I've spent the last four posts in this series tearing into AI agent frameworks, MCP, deploy automation, and CLAUDE.md configs. Today's post is different. It's about documentation infrastructure. And if that sounds boring, consider this: your API docs are the first production system your customers interact with, and most teams treat them with less rigor than a README.
We used GitBook for almost two years. When we started, it genuinely felt right: clean editor, decent Git integration, fast setup. By month eighteen, we were fighting the platform more than we were writing documentation. This is the post-mortem of what went wrong, what we learned while evaluating replacements, and where we landed.
Fair warning: I have opinions. But I'll show my work.
How It Started vs. How It Was Going
GitBook's onboarding experience is legitimately good. You sign up, paste your OpenAPI spec, and you've got rendered docs in under ten minutes. For a small team shipping a v1 API, that speed is intoxicating.
The problems don't show up in week one. They show up in month six, when your API has 150 endpoints, three developers are editing docs simultaneously, you're shipping spec updates weekly, and your enterprise customers start asking about SSO access to your private docs.
Here's the timeline of how things broke for us, roughly in the order we discovered each pain point.
The 7 Problems That Actually Made Us Quit
I'm not going to list eleven problems because some of them are annoyances, not dealbreakers. These are the seven that cost us real engineering time or blocked real customer requirements.
1. The Spec Overwrite Problem (The Big One)
This is the issue that slowly ate our documentation quality alive.

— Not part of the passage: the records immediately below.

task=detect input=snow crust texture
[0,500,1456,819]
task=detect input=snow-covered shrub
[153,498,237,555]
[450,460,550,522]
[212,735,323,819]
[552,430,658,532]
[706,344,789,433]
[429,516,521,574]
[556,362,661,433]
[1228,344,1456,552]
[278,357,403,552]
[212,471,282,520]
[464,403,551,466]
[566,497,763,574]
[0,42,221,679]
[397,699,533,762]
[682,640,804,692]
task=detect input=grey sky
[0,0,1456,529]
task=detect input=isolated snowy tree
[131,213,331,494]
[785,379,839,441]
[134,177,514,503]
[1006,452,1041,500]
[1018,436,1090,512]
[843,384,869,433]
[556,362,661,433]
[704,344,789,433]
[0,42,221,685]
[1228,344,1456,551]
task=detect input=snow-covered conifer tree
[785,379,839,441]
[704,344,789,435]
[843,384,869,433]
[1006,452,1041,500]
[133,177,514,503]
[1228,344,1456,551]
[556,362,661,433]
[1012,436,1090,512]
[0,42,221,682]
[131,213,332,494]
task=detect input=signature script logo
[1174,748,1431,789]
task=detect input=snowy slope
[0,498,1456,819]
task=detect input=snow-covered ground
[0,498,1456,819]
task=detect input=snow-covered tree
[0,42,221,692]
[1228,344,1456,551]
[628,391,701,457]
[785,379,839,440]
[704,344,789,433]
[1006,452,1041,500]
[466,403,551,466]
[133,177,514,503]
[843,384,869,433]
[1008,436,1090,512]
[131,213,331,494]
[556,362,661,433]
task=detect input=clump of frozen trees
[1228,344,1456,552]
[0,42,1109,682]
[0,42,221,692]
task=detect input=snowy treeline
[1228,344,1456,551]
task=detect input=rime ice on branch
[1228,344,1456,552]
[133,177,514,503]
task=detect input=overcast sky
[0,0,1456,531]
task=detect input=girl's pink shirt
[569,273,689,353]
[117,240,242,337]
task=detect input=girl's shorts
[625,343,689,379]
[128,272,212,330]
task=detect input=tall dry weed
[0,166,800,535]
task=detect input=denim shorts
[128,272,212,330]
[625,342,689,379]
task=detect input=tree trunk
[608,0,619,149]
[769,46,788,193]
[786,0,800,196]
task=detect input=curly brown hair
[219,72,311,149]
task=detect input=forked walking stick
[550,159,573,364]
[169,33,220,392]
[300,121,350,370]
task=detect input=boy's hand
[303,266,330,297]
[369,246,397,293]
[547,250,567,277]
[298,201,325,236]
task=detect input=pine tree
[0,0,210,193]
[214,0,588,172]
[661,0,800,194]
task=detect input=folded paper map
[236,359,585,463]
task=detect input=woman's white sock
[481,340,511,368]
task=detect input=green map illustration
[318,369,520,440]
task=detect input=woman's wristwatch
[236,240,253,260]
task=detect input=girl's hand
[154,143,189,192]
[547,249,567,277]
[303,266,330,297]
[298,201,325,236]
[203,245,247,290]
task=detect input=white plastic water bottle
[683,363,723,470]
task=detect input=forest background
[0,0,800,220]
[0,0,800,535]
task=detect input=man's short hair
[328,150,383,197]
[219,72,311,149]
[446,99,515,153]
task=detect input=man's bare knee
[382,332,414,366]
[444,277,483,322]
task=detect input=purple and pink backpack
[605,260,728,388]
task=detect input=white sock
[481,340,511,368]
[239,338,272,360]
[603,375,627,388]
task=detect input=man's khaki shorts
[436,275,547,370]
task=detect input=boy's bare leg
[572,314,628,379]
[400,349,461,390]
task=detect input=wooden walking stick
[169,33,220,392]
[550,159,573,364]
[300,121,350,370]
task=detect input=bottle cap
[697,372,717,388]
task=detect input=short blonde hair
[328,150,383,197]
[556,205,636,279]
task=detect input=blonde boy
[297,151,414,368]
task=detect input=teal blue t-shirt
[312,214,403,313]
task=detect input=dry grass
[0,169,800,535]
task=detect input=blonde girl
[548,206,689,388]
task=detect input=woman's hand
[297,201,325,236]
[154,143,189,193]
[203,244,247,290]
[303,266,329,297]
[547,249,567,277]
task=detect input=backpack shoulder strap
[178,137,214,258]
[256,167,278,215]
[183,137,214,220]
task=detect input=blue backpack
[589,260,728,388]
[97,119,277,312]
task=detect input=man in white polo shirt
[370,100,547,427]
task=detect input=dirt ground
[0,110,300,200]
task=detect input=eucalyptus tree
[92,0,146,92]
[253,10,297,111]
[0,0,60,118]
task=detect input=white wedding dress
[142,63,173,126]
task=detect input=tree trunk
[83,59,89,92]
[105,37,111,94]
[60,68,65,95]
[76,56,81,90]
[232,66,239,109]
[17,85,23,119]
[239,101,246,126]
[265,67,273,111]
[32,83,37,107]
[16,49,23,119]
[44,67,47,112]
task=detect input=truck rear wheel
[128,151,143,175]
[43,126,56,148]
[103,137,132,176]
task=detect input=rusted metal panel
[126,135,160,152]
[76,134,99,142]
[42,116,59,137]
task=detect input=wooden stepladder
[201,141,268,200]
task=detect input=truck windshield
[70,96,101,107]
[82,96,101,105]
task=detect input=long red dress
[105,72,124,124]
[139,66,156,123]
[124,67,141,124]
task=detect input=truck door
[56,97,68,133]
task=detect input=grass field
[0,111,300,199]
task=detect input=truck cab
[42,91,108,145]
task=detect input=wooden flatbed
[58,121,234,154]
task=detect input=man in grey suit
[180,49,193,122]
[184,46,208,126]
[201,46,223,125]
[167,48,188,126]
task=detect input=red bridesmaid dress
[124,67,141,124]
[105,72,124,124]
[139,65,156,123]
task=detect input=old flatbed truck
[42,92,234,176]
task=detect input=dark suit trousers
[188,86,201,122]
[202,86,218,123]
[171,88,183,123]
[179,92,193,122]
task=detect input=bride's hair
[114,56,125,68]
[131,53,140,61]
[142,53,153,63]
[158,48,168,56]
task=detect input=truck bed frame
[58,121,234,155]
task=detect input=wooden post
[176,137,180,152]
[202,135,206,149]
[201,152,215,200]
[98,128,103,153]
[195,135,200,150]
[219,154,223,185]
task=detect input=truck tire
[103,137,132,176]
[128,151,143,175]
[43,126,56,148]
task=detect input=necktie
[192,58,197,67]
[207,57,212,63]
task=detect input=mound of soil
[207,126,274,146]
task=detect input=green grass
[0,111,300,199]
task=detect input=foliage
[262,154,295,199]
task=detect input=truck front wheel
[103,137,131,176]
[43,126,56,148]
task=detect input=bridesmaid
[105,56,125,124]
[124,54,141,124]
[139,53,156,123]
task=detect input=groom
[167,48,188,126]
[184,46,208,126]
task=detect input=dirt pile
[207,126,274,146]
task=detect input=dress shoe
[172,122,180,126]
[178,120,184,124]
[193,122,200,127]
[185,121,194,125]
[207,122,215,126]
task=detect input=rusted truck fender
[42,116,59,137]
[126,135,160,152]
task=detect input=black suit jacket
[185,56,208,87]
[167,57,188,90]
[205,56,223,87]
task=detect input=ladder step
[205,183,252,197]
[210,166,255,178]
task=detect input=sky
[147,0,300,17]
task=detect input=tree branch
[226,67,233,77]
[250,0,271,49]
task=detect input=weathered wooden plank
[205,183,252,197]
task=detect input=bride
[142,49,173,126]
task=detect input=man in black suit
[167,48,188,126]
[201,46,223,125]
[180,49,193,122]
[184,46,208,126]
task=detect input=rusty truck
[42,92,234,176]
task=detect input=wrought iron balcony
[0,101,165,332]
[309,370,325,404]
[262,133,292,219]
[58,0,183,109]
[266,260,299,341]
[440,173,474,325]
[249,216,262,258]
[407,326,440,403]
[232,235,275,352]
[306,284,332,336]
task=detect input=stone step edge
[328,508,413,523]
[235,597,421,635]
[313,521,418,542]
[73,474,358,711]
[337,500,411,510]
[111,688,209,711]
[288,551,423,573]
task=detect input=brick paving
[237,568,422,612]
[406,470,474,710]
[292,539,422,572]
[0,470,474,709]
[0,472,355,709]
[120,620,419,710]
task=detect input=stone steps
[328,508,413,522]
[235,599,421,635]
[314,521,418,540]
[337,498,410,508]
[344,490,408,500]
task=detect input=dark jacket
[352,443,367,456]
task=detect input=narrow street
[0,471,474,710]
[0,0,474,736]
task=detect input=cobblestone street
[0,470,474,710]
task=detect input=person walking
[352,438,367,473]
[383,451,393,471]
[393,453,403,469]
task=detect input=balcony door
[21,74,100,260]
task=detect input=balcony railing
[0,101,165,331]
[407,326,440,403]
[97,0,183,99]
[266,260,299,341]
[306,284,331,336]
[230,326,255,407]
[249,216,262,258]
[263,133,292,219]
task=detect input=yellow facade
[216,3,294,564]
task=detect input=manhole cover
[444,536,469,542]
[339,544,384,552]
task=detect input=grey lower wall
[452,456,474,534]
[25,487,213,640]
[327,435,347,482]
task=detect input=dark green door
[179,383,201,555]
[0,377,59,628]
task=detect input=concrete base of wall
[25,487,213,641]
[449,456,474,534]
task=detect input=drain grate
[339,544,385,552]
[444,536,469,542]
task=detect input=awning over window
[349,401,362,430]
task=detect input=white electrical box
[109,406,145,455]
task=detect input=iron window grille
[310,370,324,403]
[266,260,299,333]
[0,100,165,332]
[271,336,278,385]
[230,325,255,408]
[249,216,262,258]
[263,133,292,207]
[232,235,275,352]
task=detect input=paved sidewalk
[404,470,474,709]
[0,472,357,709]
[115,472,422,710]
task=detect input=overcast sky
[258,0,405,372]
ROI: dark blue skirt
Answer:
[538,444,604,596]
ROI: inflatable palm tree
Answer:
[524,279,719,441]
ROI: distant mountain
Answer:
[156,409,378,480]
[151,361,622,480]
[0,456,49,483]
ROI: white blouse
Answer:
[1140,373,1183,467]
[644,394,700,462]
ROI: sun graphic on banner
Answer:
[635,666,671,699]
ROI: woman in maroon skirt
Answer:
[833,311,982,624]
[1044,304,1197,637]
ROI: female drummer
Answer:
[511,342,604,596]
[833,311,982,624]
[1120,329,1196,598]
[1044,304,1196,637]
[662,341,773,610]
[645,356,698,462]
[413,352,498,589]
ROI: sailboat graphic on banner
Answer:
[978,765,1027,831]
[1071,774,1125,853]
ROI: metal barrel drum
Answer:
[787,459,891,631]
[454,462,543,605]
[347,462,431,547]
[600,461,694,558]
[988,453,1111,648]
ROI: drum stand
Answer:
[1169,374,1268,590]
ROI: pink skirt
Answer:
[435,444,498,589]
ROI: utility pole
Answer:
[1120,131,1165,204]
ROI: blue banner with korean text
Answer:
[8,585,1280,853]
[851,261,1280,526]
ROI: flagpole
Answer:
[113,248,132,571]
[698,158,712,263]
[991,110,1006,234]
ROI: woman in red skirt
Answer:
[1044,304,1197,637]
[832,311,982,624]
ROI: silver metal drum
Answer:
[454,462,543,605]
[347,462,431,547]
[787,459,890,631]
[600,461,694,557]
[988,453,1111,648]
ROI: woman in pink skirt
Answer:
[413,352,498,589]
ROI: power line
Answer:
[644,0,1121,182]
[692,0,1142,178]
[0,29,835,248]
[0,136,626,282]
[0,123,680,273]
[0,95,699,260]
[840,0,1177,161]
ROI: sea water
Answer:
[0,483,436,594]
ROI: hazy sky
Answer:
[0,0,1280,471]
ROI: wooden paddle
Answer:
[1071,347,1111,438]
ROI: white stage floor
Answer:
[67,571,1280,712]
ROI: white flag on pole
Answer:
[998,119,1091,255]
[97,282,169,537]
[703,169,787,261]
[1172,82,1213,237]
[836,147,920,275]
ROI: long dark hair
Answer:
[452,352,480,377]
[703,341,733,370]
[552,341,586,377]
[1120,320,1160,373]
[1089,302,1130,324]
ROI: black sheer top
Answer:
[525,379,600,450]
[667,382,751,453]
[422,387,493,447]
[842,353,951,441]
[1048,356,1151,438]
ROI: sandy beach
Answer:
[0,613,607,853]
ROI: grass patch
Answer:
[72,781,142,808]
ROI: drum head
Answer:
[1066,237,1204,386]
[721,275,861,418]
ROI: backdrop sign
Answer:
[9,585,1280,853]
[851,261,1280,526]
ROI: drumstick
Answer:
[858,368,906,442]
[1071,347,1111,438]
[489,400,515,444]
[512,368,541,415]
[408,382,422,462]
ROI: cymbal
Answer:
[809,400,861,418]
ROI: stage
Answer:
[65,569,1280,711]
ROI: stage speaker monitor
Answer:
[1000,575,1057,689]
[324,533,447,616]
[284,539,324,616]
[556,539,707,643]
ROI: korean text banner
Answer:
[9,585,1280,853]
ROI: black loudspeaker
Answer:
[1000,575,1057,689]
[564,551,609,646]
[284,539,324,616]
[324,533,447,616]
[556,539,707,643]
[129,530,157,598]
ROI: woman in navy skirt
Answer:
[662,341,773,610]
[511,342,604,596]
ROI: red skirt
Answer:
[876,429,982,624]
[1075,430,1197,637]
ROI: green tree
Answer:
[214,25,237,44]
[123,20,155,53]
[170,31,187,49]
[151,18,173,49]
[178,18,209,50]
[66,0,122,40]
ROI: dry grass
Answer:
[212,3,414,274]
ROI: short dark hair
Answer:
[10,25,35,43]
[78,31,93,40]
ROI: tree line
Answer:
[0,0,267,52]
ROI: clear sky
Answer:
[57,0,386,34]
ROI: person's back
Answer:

GitBook's OpenAPI integration only overwrites. It doesn't merge. Here's the workflow that drove us insane for eighteen months:
Our technical writer spends three hours enriching endpoint descriptions, adding context, authentication tips, usage notes, edge case warnings. Then a developer pushes an updated OpenAPI spec with two new endpoints. GitBook nukes every manual edit and replaces everything with the raw spec.
No merge. No diff. No warning. Just gone.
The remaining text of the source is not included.